Early History Of Indian Politics

Our national leaders chose the Westminster model of Parliamentary system for India for the revitalization of the pluralistic society. India had inherited a semi-feudal, caste-ridden society, ripped apart because of the partition. It had a stagnant economy. The leaders wanted to create an egalitarian society which would lend unity and integrity to the country and evolve a two-way communication system between the government and the citizens. Leaders like Pt. Nehru felt that elections, institutional changes at the rural level would create awareness in the rural masses about their rights and would thus help to curb economic backwardness. They felt that by empowering the people with adult suffrage, they would be able to mount pressure on the ruling elite to make sincere efforts to ameliorate their plight.

Therefore, the concept of a ‘welfare state’ within a democratic framework was approved for independent India. It was aimed to attain the social goals of elimination of poverty and ignorance and to ensure social justice to all its citizens.

During the formative years of India, the Congress, under the leadership of Pt. Nehru, provided political stability to the country. But, the one party dominance of the Congress eventually led to misrule. The concept of federalism was dropped in favor of a strong Centre. The dominance of the Congress at the state level was maintained by dismissing non Congress governments which emerged in the states. Till the mid-60s, the party enjoyed the support of the masses but it began to decline with the death of Pt. Nehru. The aspirations of the masses were not fulfilled which led to economic disparities between the lower class and the upper class. To achieve economic development, the party gave priority to agricultural production but did not concentrate on effective distribution of wealth. The one-party dominance was threatened by the rise of several regional parties which emerged because of absence of ideology-based parties. The regional parties based themselves on specific regional or local issues while some were based on caste lines.
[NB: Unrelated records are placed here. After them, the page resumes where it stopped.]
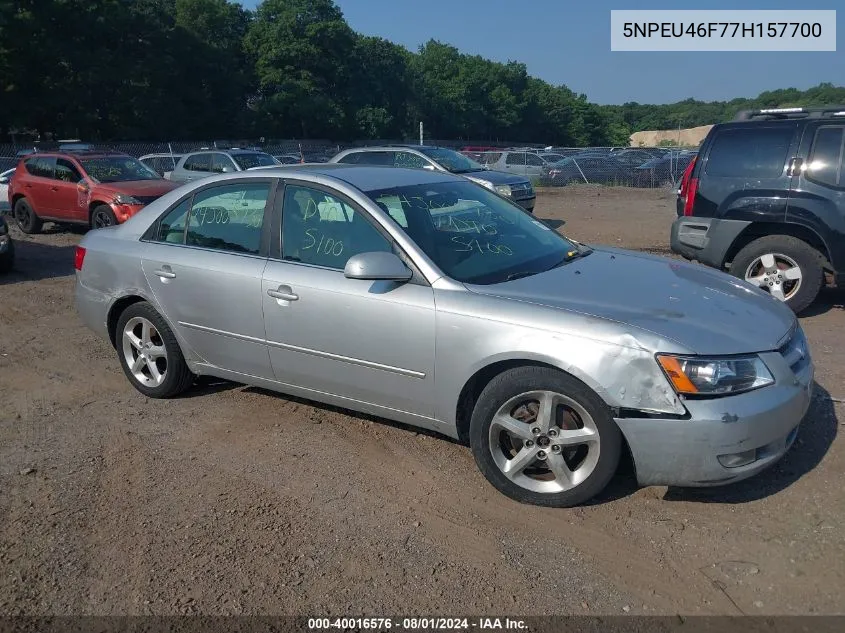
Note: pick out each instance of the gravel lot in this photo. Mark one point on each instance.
(233, 500)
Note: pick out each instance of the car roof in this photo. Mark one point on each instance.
(363, 177)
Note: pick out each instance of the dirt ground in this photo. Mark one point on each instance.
(233, 500)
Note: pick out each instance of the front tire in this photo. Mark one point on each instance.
(544, 438)
(102, 216)
(150, 354)
(26, 218)
(786, 267)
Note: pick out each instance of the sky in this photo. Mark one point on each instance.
(568, 42)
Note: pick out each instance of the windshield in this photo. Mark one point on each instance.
(258, 159)
(473, 235)
(453, 161)
(117, 169)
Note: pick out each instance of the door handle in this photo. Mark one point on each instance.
(284, 293)
(165, 272)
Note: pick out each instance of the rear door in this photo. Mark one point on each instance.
(817, 197)
(39, 182)
(743, 175)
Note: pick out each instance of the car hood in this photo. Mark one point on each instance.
(139, 187)
(704, 310)
(496, 177)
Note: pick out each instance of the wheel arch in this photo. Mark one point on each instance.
(756, 230)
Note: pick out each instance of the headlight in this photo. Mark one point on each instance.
(715, 376)
(124, 199)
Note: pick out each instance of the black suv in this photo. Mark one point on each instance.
(765, 198)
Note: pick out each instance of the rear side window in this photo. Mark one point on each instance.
(826, 156)
(757, 152)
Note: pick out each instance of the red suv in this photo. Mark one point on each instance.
(96, 188)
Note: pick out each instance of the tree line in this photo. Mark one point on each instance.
(197, 69)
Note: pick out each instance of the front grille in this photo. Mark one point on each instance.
(795, 351)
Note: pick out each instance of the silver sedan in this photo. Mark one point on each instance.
(424, 298)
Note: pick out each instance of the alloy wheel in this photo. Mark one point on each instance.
(544, 441)
(144, 352)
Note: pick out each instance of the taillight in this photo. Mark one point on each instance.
(78, 258)
(688, 188)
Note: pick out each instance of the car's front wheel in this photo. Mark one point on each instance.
(542, 437)
(26, 218)
(150, 354)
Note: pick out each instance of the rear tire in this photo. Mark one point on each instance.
(764, 261)
(26, 218)
(150, 354)
(559, 459)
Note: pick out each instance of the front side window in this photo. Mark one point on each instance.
(41, 166)
(826, 156)
(473, 235)
(758, 152)
(256, 159)
(320, 229)
(117, 169)
(412, 161)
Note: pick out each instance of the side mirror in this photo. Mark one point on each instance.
(377, 266)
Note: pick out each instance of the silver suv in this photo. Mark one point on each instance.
(518, 189)
(209, 162)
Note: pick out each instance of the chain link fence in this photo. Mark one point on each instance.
(545, 166)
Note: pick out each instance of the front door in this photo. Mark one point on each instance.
(204, 265)
(368, 341)
(65, 201)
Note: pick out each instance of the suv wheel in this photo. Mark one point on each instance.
(542, 437)
(25, 217)
(788, 268)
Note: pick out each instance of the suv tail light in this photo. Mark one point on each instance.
(78, 258)
(689, 187)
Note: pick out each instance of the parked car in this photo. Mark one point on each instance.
(597, 170)
(462, 314)
(162, 163)
(7, 247)
(93, 188)
(209, 162)
(519, 189)
(766, 200)
(661, 172)
(4, 190)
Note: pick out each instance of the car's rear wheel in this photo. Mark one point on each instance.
(102, 216)
(26, 219)
(786, 267)
(542, 437)
(150, 354)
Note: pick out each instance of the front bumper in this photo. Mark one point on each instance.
(762, 423)
(706, 240)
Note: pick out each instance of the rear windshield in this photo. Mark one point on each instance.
(758, 152)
The leadership of Gandhi led to the decadences of the Congress Party. During the period 1966 to 1975, she worked towards the centralization of powers and strengthened her power base. The state machineries like the media, law enforcing agencies, law interpreting agencies and the educational system were used to strengthen her power. Centralization of powers and the inability to fulfill its promises led to the alienation of the Congress from the masses. It resulted in spontaneous outbreak of violence in several states. Political dissidence within and outside the Congress party, criticism by the press and mass discontentment with the working of the government were witnessed during the 1970s. All these and the judgment of the Allahabad High Court, accusing her of indulging in malpractices in election, culminated in the imposition of national emergency on 26th June 1975. Emergency led to further alienation of the Congress from the people, both in the urban and the rural areas. This led to the Congress debacle in the March 1977 elections.